We use ISA-95 Part 2. So, it’s not a file share; it’s really a broker namespace. But the best way to describe it is to compare it to a file share, or a tree system that gets you to the current value of the thing you care about. So, using ISA-95 Part 2, which structures data sources: for instance, following from Enterprise to Site to Area to Line to Cell. My first folder is going to be the name of my enterprise, the second folder is going to be the site I want to go (the plant location), the third folder will be information in that site level that I care about. It might be the CEO of that site, or it might be the general manager of that site, or it could be current electricity consumption at that site).
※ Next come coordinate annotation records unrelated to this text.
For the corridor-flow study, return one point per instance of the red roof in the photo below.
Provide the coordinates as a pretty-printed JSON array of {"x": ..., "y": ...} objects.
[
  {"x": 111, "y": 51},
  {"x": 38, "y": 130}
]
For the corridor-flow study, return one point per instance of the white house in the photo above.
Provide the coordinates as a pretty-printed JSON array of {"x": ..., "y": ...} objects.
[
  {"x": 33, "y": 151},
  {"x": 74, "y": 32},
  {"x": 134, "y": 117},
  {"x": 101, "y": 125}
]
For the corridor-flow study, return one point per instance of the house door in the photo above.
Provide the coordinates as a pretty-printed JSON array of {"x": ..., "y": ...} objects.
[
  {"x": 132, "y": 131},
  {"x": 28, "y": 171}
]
Imagine you’re navigating through a file share that gets you to any data point that you want to view in your organization. This gives you the current value, and it’s structured on a common standard. All of the smart things in your business publish data into that namespace and they consume it from that namespace. So, if I want my MES system to consume raw events from my PLCs, so that they can calculate overall equipment effectiveness, and then write the OEE number, then they’re consuming from the Unified Namespace and they’re writing back to the Unified Namespace. It is the single source of truth for all data and information in your business. It records only current state—the structure of the business right now.
If you want to look at historical values, you need to use another smart device, connected to the Unified Namespace, to store the history. That could be either a historian or data lake.
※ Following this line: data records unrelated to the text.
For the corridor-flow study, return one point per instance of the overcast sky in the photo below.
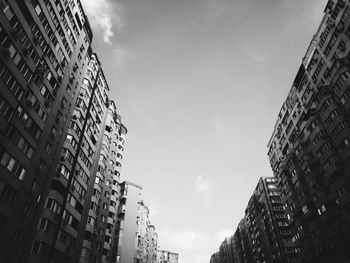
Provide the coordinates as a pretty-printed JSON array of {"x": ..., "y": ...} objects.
[{"x": 199, "y": 84}]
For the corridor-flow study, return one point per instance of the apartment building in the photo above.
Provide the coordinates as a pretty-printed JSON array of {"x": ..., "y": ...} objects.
[
  {"x": 309, "y": 148},
  {"x": 62, "y": 139},
  {"x": 164, "y": 256},
  {"x": 267, "y": 227}
]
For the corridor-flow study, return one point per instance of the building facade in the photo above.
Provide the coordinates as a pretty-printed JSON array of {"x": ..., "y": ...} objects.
[
  {"x": 62, "y": 140},
  {"x": 267, "y": 226},
  {"x": 164, "y": 256},
  {"x": 309, "y": 148}
]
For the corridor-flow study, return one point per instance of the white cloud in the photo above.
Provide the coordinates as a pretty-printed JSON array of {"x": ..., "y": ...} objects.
[
  {"x": 202, "y": 185},
  {"x": 186, "y": 240},
  {"x": 103, "y": 16},
  {"x": 204, "y": 188},
  {"x": 220, "y": 236},
  {"x": 202, "y": 258}
]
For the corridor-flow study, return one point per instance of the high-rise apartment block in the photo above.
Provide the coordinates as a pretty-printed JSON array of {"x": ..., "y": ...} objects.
[
  {"x": 164, "y": 256},
  {"x": 307, "y": 217},
  {"x": 62, "y": 139},
  {"x": 267, "y": 225},
  {"x": 309, "y": 148},
  {"x": 262, "y": 235}
]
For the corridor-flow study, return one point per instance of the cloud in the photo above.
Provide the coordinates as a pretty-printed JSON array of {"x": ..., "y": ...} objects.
[
  {"x": 204, "y": 188},
  {"x": 103, "y": 16},
  {"x": 202, "y": 185},
  {"x": 121, "y": 55},
  {"x": 221, "y": 235},
  {"x": 186, "y": 240},
  {"x": 202, "y": 258}
]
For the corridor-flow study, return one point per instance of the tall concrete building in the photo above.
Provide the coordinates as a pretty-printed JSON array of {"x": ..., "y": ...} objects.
[
  {"x": 152, "y": 244},
  {"x": 241, "y": 245},
  {"x": 267, "y": 226},
  {"x": 263, "y": 234},
  {"x": 61, "y": 137},
  {"x": 164, "y": 256},
  {"x": 309, "y": 148},
  {"x": 136, "y": 238}
]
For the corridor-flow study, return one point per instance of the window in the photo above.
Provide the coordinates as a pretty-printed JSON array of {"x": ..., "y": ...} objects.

MD: What is your take on using agnostic technology?
WR: I am a huge proponent of remaining agnostic. I’m the chairman of a systems integrator.
We’re values-driven, we’re mission-driven, we’re agnostic. We do not sign distribution agreements with any one vendor. We recommend the best solution for our client’s use case, as long as it meets the minimum technical requirements. It could be Rockwell’s connected enterprise, or it could be PTC…. As long as they meet the minimum technical requirements.
What technology do we use in our organization to interoperate our data? In 90% of the cases, we use MQTT Sparkplug. We use MQTT as the communications protocol, and we use Sparkplug B as the specification for how we package everything and create the Unified Namespace. What we say is, if you want to use Rockwell's MES system, it has to support and MQTT Sparkplug B.
The reason you need to remain agnostic is this: Digital transformation happens from the ground up; it doesn’t happen from the data center down. It doesn’t happen from the boardroom down. The data center and the boardroom enable solving problems from the plant floor up. I get this question a lot…My recommendation is to always remain agnostic; pick best in class for your problem, not best in class from the limited suite of solutions from one vendor.
MD: Let’s circle back to the future state of manufacturing. What are the limitations and what needs to change in order to achieve digital transformation?
WR: When I’m in the boardroom, the executives are generally MBAs. They’re not engineers. What fundamentally needs to change about manufacturing organizations is that they need to be run by technologists. You need more engineers as a CEO and fewer MBAs.
It’s no secret that the most transformative organizations in the world are run by engineers. All the Industry 4.0 companies are run by people who either are professional engineers, formally trained engineers or self-trained, self-taught engineers. So, the CEO of the future is a technologist, not an MBA.
Here’s the message I give the boardroom: If you have not defined your employee the future, if you haven't codified your digital strategy, and you’re not working toward a technology-driven infrastructure in lieu of buying capability focused products, then you are wasting your time and your money, and you will fail. Full stop.